Yes I agree definitely get the algorithms working on the PC first, then port them as-is first, and then optimise.
There is plenty of tweaking that can be done, and depending on processor that will be done in different ways, and almost all solutions will implementation specific and a good knowledge of the target device. This often doesn't mean digging into assembly but it does occasionally. Typically understanding the on chip registers, cache, wait states, pipeline stalling, VLIW, bus arbitration, loop unrolling, the use of compiler idioms, and intrinsic functions, it's not uncommon to gain an order of magnitude in speed over an unoptimised vanilla algorithm.

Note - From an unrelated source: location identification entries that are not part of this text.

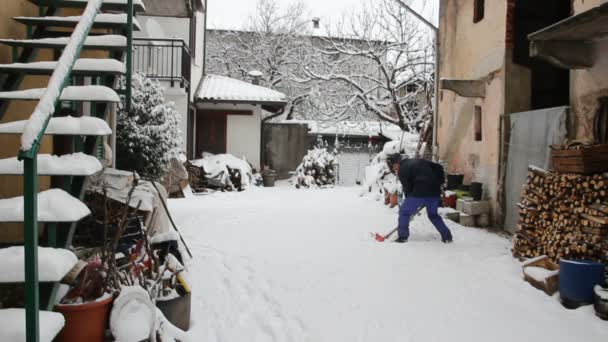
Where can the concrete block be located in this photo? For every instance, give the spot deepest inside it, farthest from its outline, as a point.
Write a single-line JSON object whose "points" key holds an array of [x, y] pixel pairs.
{"points": [[455, 216], [476, 208], [467, 220], [483, 220]]}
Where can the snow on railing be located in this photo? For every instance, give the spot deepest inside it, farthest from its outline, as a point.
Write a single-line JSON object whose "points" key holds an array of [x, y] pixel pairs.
{"points": [[46, 106]]}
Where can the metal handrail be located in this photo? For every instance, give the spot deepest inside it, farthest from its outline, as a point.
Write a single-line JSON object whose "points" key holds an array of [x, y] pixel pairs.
{"points": [[166, 59], [30, 145]]}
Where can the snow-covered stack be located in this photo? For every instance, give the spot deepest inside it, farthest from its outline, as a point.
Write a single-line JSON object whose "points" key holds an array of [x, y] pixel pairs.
{"points": [[318, 168], [378, 176], [221, 171]]}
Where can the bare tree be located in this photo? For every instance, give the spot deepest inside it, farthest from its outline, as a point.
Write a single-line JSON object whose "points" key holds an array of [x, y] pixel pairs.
{"points": [[378, 59], [270, 43]]}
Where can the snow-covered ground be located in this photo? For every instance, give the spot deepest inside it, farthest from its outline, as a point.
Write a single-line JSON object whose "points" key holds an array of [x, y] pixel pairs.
{"points": [[282, 265]]}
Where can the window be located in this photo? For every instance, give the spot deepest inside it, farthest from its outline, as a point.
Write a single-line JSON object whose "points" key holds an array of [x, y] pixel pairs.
{"points": [[478, 123], [478, 11]]}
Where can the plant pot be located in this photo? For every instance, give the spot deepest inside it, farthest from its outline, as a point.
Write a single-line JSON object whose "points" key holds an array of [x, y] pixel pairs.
{"points": [[576, 282], [454, 181], [601, 303], [85, 322], [393, 200], [177, 310], [268, 179], [476, 191]]}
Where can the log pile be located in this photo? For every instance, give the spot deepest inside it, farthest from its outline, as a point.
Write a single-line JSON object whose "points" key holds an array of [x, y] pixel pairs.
{"points": [[199, 182], [318, 169], [563, 215]]}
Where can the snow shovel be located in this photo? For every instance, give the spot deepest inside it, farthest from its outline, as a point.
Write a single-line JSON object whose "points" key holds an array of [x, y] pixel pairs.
{"points": [[382, 238]]}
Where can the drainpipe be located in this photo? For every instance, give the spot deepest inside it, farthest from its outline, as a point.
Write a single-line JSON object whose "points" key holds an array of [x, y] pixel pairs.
{"points": [[435, 30]]}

One recommendation if you're a newbie is to go for a processor that offers single cycle floating point operations, although there is a power consumption tax on that. Some of the TI VLIW processors will do several floating point operations simultaneously if you can structure and code your algorithm around it: typically this involves pipelining mutually exclusive operations, which in itself often makes for pretty unreadable code: I usually always keep my readable working but unoptimised code in there, commented or #ifdef'd out, for documentation and sanity/cross checking purposes.
Using pre baked optimised vendor provided libraries is usually a good start, but keep in mind a few examples aren't very good, for example some of the ARM CMSIS DSP FIR filter code isn't well optimised at all at the algorithm level.